Investigating how genetic and environmental factors disrupt mammalian embryogenesis

Dunwoodie SL

Victor Chang Cardiac Research Institute, Sydney, Australia.

Congenital malformations arise due to genetic and environmental factors and understanding the interplay between these in causing malformation might lead to preventative opportunities, in some cases. We are identifying genetic and environmental factor that disrupt embryogenesis in human and mouse. In mice, we have shown that short-term gestational hypoxia disrupts progenitor cell populations in embryos, leading to vertebral and cardiac defects that are commonly found in humans. We showed that hypoxia induced the unfolded protein response (UPR) and in doing so inhibited cap-dependent translation, which resulted in the loss of fibroblast growth factor signal transduction in progenitor cells in the presomitic mesoderm and the second heart field.

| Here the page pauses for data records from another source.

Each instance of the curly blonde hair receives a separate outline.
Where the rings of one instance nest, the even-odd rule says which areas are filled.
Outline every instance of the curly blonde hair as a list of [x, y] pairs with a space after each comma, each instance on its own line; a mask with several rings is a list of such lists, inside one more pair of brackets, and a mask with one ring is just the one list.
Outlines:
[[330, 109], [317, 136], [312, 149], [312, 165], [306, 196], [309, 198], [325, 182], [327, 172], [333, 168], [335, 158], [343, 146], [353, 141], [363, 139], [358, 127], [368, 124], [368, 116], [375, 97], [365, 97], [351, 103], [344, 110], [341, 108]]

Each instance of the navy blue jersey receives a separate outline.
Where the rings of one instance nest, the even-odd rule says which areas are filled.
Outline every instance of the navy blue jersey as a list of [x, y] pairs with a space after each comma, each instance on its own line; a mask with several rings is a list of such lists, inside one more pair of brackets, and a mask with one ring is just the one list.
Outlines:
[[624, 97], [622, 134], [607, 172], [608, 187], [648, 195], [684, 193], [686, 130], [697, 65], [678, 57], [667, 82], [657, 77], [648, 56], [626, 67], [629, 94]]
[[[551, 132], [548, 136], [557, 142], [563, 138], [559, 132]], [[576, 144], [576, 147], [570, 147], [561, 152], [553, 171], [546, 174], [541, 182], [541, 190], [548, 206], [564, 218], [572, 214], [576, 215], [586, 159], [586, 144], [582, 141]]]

We propose that many environmental risk factors for congenital malformation in humans induce the UPR and that this might be a unifying mechanism leading to disrupted embryogenesis (Sparrow et al Cell 2012; Shi et al Development 2016). In humans studying families with vertebral and cardiac defects we identified mutations in four cases in either of two genes: 3-hydroxyanthranilic acid 3,4-dioxygenase (HAAO) and kynureninase (KYNU), encoding kynurenine pathway enzymes. All four patients had vertebral, cardiac and renal defects, amongst others and recurrent miscarriage was a feature in two families. Nicotinamide adenine dinucleotide (NAD) is synthesized de novo from tryptophan via the kynurenine pathway. NAD is also synthesized more directly from vitamin B3. The patients had reduced circulating NAD levels. Haao or Kynu null mouse embryos developed similar defects to the patients, due to NAD deficiency. In null mice NAD deficiency, malformations and miscarriage were prevented by niacin (vitamin B3) supplementation during gestation (Shi et al NEJM 2017).